Kahled frowned, but Kanana sat upon the decorated dromedary precisely as he left the perch in the harvest-field. He expected to take his place with the camp-followers in the rear, but found that he was still to ride in state surrounded by the veteran guard. Indeed, he became a figure so celebrated and conspicuous that many a warrior in passing, after prostrating himself before the general, touched his forehead to the ground before Kanana and the black dromedary.
It might have made a pleasant dream, while sitting upon the perch in the harvest-field, but the reality disturbed him, and again he began to plan some means of escape.
He carefully computed the position of the Beni Sad encampment, and determined the day when the army would pass but a few miles to the east of it.
One who has not lived upon the desert, and seen it illustrated again and again, can scarcely credit the accuracy with which a wandering Bedouin can locate the direction and distance to any point with which he is familiar; but even then Kanana was at a loss as to how to accomplish his purpose when the whole matter was arranged for him, and he was supplied with a work which he could perform for Allah and Arabia, still holding his shepherd's staff and wearing his sheepskin coat.
The army halted for the night upon the eve of the day when it would pass near the encampment of the Beni Sads. The tent which Kanana occupied was pitched next that of Kahled.
He sat upon the ground eating his supper. All about him was the clatter and commotion of the mighty host preparing for the night, when he heard an officer reporting to the general that in three days the supply of grain would be exhausted.
"My father," he exclaimed, prostrating himself before the general, "thy servant's people, the Beni Sads, must be less than a night's journey to the north and west. They were harvesting six weeks ago, and must have five hundred camel-loads of grain to sell. Bid me go to them to-night, and, with the help of Allah, by the sunrise after to-morrow it shall be delivered to thy hand."

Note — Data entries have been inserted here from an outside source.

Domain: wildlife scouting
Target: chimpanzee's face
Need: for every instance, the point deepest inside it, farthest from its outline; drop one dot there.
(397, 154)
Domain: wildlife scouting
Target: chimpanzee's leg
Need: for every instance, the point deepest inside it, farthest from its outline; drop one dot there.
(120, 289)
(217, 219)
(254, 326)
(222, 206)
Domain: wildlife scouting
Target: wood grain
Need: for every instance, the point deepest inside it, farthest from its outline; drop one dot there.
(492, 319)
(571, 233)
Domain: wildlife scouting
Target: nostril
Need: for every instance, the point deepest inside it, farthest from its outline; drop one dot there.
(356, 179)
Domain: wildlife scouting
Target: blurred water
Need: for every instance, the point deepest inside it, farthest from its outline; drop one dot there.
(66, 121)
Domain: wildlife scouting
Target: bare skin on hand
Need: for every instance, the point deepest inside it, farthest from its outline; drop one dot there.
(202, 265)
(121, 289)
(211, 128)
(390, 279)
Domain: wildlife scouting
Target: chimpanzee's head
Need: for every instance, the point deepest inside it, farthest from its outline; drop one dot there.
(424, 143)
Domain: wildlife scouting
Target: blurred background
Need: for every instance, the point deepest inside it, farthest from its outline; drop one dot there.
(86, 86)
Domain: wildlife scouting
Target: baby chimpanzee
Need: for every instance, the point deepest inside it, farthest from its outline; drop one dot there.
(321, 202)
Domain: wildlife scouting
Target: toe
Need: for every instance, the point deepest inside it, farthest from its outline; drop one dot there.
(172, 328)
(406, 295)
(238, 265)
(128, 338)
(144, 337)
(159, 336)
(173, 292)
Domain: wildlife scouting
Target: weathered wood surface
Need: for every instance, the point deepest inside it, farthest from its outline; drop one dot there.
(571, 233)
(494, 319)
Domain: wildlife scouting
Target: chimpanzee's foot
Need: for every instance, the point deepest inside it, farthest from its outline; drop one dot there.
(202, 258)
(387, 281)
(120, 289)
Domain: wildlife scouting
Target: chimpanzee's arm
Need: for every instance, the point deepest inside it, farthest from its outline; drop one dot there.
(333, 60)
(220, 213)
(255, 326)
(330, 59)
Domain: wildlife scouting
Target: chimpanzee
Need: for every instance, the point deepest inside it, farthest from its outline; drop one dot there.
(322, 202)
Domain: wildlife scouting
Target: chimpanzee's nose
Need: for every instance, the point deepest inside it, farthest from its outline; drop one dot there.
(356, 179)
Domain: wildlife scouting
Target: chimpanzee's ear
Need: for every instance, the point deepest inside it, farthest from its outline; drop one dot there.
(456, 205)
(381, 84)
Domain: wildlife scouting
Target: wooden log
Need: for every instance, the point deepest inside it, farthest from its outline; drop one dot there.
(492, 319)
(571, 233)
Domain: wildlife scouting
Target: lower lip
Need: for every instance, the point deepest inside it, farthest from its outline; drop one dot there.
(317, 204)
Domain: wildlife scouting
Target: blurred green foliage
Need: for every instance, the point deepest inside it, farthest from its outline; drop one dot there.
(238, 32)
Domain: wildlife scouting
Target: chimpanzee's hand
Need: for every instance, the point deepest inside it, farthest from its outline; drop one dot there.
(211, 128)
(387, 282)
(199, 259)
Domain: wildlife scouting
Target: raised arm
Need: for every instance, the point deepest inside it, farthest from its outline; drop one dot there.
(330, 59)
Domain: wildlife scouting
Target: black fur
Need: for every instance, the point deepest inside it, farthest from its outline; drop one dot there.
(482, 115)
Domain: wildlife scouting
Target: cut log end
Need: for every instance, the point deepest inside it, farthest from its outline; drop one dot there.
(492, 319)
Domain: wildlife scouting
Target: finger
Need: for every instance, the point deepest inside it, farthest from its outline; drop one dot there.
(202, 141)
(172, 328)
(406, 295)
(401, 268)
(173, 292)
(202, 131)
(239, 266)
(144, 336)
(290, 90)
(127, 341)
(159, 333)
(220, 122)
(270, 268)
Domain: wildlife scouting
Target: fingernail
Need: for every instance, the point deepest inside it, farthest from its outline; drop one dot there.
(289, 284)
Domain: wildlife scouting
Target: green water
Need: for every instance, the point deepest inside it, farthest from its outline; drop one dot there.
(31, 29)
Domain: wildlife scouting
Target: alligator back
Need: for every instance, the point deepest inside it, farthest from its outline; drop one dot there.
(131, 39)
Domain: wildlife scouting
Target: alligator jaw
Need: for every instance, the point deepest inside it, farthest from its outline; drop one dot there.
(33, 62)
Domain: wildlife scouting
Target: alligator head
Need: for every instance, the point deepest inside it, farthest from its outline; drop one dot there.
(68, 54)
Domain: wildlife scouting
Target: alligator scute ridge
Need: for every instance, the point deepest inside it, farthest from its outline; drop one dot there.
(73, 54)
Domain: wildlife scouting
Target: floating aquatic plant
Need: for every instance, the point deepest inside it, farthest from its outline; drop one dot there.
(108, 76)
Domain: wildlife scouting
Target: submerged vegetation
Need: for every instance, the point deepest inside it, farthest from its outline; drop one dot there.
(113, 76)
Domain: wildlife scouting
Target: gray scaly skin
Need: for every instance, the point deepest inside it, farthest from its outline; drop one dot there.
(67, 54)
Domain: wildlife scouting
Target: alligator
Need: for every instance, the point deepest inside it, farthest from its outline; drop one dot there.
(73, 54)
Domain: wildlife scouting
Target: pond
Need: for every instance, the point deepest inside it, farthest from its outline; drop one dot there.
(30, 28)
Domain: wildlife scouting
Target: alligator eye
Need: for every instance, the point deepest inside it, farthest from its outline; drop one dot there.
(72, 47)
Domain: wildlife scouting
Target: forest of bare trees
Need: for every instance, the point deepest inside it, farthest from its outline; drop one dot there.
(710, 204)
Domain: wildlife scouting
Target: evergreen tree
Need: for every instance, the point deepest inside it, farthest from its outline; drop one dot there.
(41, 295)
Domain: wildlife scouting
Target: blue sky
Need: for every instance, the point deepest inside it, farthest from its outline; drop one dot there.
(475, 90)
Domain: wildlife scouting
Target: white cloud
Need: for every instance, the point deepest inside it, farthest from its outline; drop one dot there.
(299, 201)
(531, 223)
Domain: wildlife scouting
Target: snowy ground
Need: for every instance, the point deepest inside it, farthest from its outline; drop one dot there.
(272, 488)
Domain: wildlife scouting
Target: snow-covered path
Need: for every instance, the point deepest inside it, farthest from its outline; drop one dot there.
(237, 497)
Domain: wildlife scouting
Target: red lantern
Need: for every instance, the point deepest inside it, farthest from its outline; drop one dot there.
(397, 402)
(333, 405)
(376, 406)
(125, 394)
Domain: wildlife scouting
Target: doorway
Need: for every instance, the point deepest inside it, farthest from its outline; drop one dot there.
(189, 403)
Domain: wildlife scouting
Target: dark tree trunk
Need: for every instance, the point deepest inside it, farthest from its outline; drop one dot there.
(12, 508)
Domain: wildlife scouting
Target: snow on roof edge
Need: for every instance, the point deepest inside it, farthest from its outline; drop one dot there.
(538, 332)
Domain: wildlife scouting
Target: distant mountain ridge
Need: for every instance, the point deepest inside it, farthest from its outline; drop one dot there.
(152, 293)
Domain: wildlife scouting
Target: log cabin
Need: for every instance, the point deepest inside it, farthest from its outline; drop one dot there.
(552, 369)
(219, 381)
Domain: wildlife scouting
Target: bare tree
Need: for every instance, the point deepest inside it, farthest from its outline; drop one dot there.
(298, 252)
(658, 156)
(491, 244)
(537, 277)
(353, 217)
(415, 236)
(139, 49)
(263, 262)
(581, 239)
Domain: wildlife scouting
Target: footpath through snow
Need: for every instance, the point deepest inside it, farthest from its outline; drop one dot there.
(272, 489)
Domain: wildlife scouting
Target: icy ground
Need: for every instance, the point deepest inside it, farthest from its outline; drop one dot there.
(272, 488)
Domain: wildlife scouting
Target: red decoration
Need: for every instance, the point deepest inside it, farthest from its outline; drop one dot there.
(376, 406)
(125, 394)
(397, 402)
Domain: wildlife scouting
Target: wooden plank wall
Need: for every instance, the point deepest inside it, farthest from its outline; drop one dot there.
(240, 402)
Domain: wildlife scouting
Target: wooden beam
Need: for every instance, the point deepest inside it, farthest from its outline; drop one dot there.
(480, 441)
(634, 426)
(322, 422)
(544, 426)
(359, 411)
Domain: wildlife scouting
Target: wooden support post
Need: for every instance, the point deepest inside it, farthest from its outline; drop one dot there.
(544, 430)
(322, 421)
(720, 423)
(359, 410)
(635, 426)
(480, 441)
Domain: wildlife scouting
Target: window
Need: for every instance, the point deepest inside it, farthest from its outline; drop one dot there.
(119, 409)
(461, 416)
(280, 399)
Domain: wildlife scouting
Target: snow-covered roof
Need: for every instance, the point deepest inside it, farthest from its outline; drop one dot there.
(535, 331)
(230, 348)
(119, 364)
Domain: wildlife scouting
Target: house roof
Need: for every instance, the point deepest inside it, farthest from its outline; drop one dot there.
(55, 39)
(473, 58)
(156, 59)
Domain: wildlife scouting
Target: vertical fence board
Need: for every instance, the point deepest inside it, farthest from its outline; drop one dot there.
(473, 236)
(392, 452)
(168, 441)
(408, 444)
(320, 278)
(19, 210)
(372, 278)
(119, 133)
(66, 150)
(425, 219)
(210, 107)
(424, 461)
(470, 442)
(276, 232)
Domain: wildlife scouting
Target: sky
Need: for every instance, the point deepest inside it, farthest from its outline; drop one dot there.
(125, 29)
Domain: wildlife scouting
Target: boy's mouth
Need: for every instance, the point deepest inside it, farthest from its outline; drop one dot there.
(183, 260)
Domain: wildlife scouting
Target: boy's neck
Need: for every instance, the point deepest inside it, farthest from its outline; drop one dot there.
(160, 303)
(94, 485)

Kahled had formed a very good opinion of the Bedouin boy. He had noticed his uneasiness, and, suspecting that he would make an endeavor to escape, he had been searching for some occupation that should prevent it by rendering him more content to remain. He felt that a time might come when Kanana, with his sheepskin coat and shepherd's staff, might be of greater value to him than many a veteran with costly abbe and gleaming sword.
The result was an order that, one hour after sunset, Kanana should start, at the head of a hundred horsemen, with ten camels laden with treasure for the purchase of grain, with twenty camels bearing grain-sacks, and one with gifts from Kahled to the Terror of the Desert, in acknowledgment of the service rendered by his son.
When he had purchased what grain the Beni Sads would sell, he was to continue in advance of the army, securing supplies to the very border of Syria.
Kanana was no prodigy of meekness that he should not appreciate this distinction. A prouder boy has never lived, in Occident or Orient, than the Bedouin shepherd who sat upon the black dromedary and publicly received the general's blessing and command of the caravan.
In any other land there might have been rebellion among a hundred veteran horsemen, when placed under command of a boy in a sheepskin coat, armed only with a shepherd's staff, but there was no man of them who had not heard wonderful tales of Kanana's courage; and the shepherd who had left the harvest field six weeks before, known only as the coward of the Beni Sads, set his face toward home that night, followed by a hundred savage warriors who obeyed him as one of the bravest of all the Bedouins.
As the caravan moved rapidly over the plain, bearing its costly burden, it is hardly surprising that the beardless chief recalled his last interview with his angry father, when that veteran sheik refused to trust him with a single horse to start upon his mission; but he was none the less anxious to reach his father's tent and receive his father's blessing.